In July 1931, Socony merged with the Vacuum Oil Company to form the Socony-Vacuum Oil Company. In November 1933, the company's board of directors met to review its executives. Following the review, Brown was brought to New York City to succeed Charles Francis Meyer as chairman of the executive committee, making him the de facto chief executive of Socony-Vacuum.

At Socony's annual meeting on May 31, 1944, Herbert L. Pratt retired as chairman of the company, and president Charles Edward Arnott demoted himself to a vice-presidency to enable himself more time for his work on stabilization in the industry. At this time, Brown assumed the presidency of the company.
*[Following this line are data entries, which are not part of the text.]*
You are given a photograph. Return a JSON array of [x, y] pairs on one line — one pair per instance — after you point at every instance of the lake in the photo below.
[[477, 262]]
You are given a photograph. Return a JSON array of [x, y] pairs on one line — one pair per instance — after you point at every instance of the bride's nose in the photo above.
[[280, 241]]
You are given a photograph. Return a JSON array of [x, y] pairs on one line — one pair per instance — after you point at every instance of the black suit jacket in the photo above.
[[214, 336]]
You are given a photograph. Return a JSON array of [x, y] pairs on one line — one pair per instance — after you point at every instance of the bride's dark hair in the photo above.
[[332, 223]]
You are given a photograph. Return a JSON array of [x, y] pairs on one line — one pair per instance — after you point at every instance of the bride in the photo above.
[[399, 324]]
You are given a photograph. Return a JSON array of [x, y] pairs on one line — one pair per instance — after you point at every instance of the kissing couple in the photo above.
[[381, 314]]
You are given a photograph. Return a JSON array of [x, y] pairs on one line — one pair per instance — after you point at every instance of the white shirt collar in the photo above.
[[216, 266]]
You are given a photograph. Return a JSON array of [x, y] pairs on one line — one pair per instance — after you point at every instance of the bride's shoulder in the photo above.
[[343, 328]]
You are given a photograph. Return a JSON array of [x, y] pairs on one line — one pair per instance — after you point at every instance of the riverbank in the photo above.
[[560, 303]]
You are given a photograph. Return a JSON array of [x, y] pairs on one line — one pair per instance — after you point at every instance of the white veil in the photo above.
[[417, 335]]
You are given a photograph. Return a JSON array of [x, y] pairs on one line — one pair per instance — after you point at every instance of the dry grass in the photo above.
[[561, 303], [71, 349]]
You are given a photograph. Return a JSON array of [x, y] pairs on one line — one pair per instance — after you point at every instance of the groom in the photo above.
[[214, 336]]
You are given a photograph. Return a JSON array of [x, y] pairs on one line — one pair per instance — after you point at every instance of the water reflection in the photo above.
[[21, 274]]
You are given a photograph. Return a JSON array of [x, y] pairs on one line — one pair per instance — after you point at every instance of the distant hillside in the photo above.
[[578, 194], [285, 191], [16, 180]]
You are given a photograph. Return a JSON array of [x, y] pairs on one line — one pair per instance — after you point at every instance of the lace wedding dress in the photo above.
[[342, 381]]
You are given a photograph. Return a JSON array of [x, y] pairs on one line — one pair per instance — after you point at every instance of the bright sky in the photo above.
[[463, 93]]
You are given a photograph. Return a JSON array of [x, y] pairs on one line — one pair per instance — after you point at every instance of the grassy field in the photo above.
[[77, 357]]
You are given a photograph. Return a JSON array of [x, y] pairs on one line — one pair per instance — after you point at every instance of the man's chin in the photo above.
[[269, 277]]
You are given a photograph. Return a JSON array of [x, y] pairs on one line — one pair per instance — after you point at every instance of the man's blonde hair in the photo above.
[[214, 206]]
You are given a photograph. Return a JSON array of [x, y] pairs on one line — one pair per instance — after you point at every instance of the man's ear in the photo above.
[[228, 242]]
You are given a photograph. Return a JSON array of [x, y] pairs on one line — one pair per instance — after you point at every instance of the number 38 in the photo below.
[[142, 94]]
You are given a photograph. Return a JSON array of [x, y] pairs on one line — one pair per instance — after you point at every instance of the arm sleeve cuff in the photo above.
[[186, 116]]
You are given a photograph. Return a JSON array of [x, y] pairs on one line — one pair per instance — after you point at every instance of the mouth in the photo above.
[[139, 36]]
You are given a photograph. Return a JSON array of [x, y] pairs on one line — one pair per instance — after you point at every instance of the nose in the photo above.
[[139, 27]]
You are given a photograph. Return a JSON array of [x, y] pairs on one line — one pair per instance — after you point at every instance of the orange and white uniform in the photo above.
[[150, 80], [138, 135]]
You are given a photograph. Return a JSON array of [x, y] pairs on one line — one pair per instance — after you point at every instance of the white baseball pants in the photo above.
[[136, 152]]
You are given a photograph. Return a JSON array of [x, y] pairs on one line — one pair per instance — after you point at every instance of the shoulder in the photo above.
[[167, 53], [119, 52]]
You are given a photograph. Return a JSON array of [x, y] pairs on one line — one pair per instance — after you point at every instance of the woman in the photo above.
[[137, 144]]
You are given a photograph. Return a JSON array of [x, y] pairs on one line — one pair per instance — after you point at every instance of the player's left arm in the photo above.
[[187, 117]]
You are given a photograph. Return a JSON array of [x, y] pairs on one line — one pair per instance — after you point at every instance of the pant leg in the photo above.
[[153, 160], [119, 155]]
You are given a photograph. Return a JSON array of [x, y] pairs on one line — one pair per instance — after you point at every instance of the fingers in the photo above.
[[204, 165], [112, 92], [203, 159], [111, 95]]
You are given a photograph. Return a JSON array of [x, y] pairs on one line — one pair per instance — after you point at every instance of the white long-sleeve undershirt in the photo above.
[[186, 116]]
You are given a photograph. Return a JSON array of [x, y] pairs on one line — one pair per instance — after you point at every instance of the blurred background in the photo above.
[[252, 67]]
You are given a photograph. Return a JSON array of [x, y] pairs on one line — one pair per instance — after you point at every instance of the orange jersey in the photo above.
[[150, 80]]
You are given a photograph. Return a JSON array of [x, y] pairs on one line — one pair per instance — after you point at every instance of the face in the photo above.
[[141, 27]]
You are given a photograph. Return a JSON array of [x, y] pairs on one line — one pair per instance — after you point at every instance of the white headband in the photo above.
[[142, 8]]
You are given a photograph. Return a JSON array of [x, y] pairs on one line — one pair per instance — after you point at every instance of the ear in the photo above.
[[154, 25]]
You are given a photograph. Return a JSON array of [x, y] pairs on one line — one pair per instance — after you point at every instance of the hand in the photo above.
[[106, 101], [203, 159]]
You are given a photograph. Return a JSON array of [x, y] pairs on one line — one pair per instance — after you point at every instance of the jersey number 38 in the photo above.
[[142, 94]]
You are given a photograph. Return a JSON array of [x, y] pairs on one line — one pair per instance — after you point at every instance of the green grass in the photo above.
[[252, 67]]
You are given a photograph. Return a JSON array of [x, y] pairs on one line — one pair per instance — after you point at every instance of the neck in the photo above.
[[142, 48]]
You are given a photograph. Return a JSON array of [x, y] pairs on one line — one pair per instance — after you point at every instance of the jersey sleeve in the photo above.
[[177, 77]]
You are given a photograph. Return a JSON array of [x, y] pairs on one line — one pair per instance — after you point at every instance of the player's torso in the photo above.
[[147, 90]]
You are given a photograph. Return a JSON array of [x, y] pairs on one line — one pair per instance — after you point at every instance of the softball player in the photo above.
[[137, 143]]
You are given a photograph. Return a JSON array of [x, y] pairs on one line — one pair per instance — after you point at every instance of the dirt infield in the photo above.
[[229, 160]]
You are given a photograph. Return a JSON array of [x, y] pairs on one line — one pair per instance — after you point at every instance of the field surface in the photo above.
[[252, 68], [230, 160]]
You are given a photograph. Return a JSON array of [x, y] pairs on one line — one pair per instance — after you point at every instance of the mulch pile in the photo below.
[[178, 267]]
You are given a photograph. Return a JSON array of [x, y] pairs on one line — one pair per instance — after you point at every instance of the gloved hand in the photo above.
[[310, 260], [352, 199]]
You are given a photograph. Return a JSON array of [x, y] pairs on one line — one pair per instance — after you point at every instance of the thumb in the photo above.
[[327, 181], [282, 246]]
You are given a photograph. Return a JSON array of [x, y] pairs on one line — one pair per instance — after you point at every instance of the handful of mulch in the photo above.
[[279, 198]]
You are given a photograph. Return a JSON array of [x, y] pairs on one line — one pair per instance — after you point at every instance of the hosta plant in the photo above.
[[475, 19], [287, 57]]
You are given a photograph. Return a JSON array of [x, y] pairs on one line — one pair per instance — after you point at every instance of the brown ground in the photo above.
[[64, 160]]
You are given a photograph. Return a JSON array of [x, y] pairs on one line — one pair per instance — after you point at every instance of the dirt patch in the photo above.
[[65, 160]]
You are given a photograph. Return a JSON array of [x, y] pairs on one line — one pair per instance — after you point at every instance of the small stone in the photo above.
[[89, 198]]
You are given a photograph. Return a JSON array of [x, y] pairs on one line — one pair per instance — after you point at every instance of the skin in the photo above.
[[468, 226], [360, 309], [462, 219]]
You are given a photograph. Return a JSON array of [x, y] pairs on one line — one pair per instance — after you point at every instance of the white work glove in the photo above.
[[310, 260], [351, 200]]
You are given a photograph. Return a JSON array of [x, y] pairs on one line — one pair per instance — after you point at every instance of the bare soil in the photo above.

In addition to his work with Socony-Vacuum, in 1934 he was elected a director of the Chase National Bank, and in 1942 became a member of the Bank's executive committee. Brown served as president of the Chamber of Commerce of the State of New York and in 1940 served as chairman of the Greater New York Fund. He was a director and member of the executive committee of the American Petroleum Institute. He was a director of the 1939 New York World's Fair, the Association of Commerce and Industry, and the Economic Club of New York.

During World War II, Brown played a major role in American petroleum oversight. At the outbreak of war, he was appointed chairman of the general committee of District 1, comprising the 17 eastern states and the District of Columbia, of the Petroleum Industry War Council. Later he became chairman of the National Oil Policy Committee. In April 1944, he was designated an industrial advisor to the Anglo-American conference on oil policies.

In early August 1944, at the behest of colleagues and friends, Brown traveled to Quebec for a vacation at the Seigniory Club. On August 13, he went to Montreal to receive an emergency gall bladder operation at the Royal Victoria Hospital. Initially Brown recovered from the operation, however, on September 8, Socony reported that he had become critically ill. The following day, Brown died at the hospital, aged 59. On September 14, 1944, the Socony board met and elected Brewster Jennings to succeed Brown as president and chairman of the executive committee, while Harold Frank Sheets was elected chairman of the board, an office that had been vacant since 1935.

The funeral was held on September 12 at St. Bartholomew's Episcopal Church in Manhattan, and the service was conducted by the Rev. George Paull Torrence Sargent. Honorary pallbearers were Winthrop W. Aldrich, chairman, and Joseph E. Pogue, vice-president of the Chase National Bank; John D. Rockefeller Jr.; F. S. Fales, retired director of Socony-Vacuum; Alfred Jacobsen, president of the American Petroleum Corporation; Arthur B. Lawrence, partner in F. S. Smithers & Co.; D. Alva Little, president of Magnolia Petroleum; R. L. Minckler, assistant to the president of the General Petroleum Corporation; Earl Tappan Stannard, president of Kennecott Copper; Walter C. Teagle, retired president of Jersey Standard; and G. S. Walden, former chairman of Standard Vacuum.

=== Personal life ===
On the evening of Thursday, September 21, 1916, at the Old Bergen Church in Jersey City, Brown married Ella Marie Mathiesen (1889–1978). During his tenure in New York City, the Browns lived in the Waldorf Astoria. John and Ella did not have children.

He was a member of the Metropolitan Club, Saint Andrew's Golf Club, Blind Brook Club, Los Angeles Country Club, and Monterey Peninsula Country Club.

Brown was interred in Sleepy Hollow Cemetery.